2. Format Kompetisi Lokal Kerap Berganti
Sebagai salah satu negara miskin di dunia, kompetisi sepakbola di Chad pun bisa dikatakan kembang kempis. Ketiadaan dana menjadi masalah pelik yang selalu muncul setiap awal kompetisi. Sumber dana yang bisa dijadikan andalan hanyalah bantuan 1 juta dolar Amerika (Rp 13,3 miliar) dari FIFA yang datang setiap empat tahun.
Format kompetisi dan jumlah tim yang berpartisipasi sering berubah-ubah. Pada 2010, Divisi I bahkan hanya diikuti oleh 10 tim yang berasal dari wilayah M'Djamena saja. Kondisi ini berlangsung selama 5 tahun.
Pada 2015, format kompetisi kembali berubah. Divisi I diikuti oleh 12 tim.
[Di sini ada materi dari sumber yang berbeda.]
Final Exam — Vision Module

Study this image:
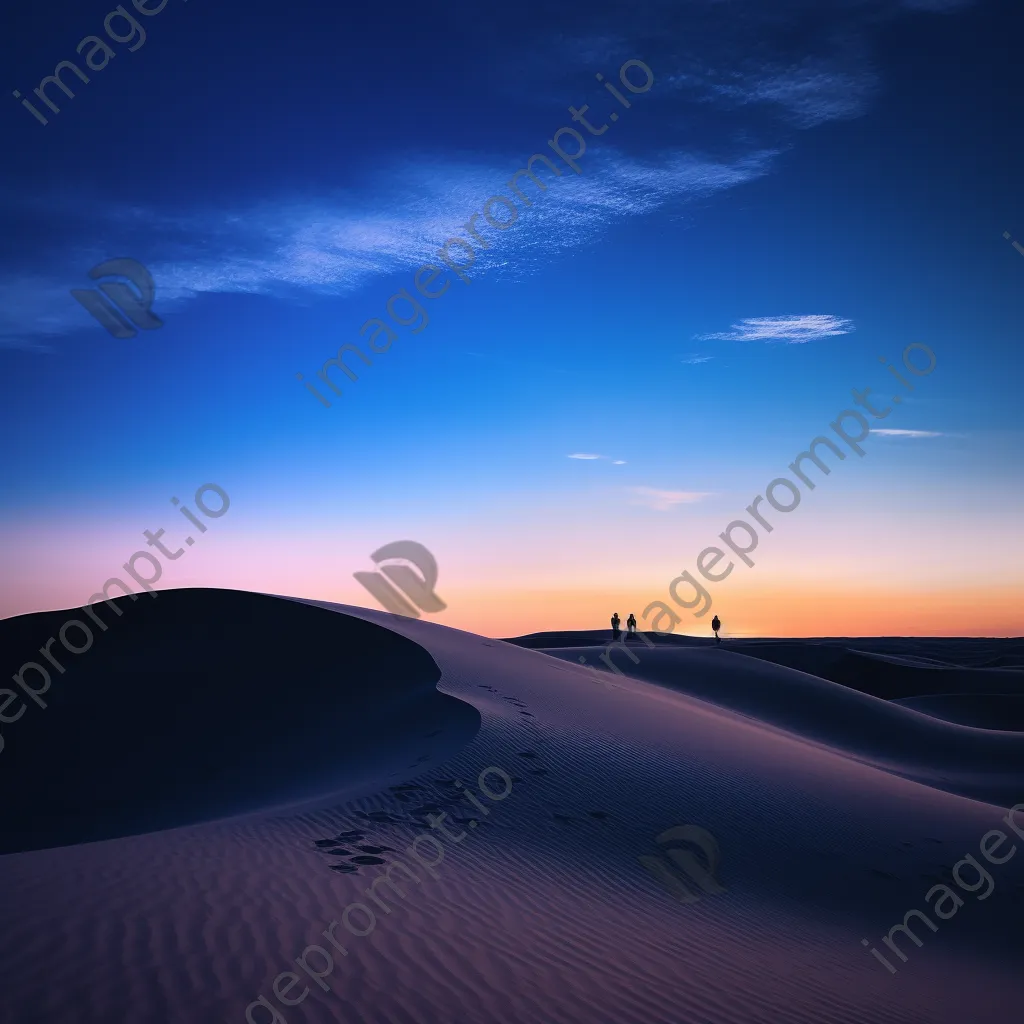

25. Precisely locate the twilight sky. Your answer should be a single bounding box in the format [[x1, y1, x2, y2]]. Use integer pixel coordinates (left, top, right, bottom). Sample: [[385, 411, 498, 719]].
[[0, 0, 1024, 636]]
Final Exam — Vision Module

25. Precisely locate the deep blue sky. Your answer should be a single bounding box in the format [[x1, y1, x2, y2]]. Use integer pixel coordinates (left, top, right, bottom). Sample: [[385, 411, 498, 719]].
[[0, 0, 1024, 634]]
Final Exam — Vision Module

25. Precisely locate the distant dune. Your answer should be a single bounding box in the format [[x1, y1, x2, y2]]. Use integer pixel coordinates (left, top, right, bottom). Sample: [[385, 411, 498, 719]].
[[0, 590, 1024, 1024]]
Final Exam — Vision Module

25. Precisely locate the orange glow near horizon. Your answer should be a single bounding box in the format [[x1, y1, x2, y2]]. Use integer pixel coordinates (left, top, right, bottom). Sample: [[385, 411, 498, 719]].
[[430, 586, 1024, 637]]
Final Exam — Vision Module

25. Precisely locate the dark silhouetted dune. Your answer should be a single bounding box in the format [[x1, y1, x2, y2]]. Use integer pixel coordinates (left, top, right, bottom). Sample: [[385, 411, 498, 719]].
[[0, 590, 1024, 1024]]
Di akhir kompetisi pun terjadi kontroversi. Juara kompetisi bertitel LINAFOOT ini sempat diklaim AC Coton Chad hingga akhirnya menjadi hak dari Gazelle.
Setahun kemudian, kompetisi berhenti di tengah jalan setelah melakoni lima pertandingan. Masalahnya masih sama, soal finansial.
3. Belum Pernah Tampil di Piala Afrika dan Piala Dunia
Sejak resmi berdiri pada 1962, asosiasi sepak bola Chad memang terbilang kurang aktif mengikuti kompetisi resmi di bawah FIFA. Sejak resmi menjadi anggota FIFA pada 1964, timnas Chad baru bermain di babak kualifikasi Piala Dunia sejak 2000.
Empat kali mencoba, empat kali pula timnas Chad mengalami kegagalan. Chad disingkirkan Liberia pada 2000 dan Angola pada 2003. Saat mengikuti kualifikasi Piala Dunia 2010 Chad hanya mampu berada di dasar klasemen grup dengan raihan 6 poin.
Pada kualifikasi Piala Dunia 2014, Chad bahkan gagal menembus putaran utama kualifikasi zona Afrika. Mereka disingkirkan Tanzania di babak play-off.
Di ajang Piala Afrika tak jauh berbeda. Mulai mengikuti babak kualifikasi sejak 1992, Chad selalu tersingkir. Catatan ini akan semakin buruk karena Chad dipastikan tidak bisa tampil di kualifikasi Piala Afrika 2019 seiring pengunduran diri mereka di kualifikasi Piala Afrika 2017.
4. Menjadi Sponsor Klub Prancis
Chad adalah salah satu negara termiskin di dunia. Berdasarkan data Bank Dunia, Chad berada di peringkat ke-183 dari 189 negara berdasarkan pendapatan per kapita. Anehnya, pemerintah Chad mampu menjadi sponsor utama salah satu peserta Ligue 1 Prancis, FC Metz.
Dalam kostum yang dipakai skuat Metz pada musim lalu, terdapat tulisan "Tchad, Oasis du Sahel". Artinya kurang lebih "Chad, Oasis dari Sahel". Sekadar info, Sahel merupakan wilayah yang berada di antara gurun Sahara di sisi utara dan padang rumput Sudan di sisi selatan yang memang bagian dari wilayah Chad.
Pihak pemerintah Chad berdalih, bahwa ini merupakan upaya mereka untuk menghapus pandangan negatif dan mengubahnya menjadi hal positif. Diharapkan ada banyak wisatawan yang berkunjung ke Chad agar bisa meningkatkan ekonomi masyarakat.
Tidak ada rilis resmi soal nilai sponsorship tersebut. Namun, L'Equipe menyebut ada di kisaran angka 2-4 juta euro atau sekitar Rp31,4 miliar hingga Rp62,9 miliar.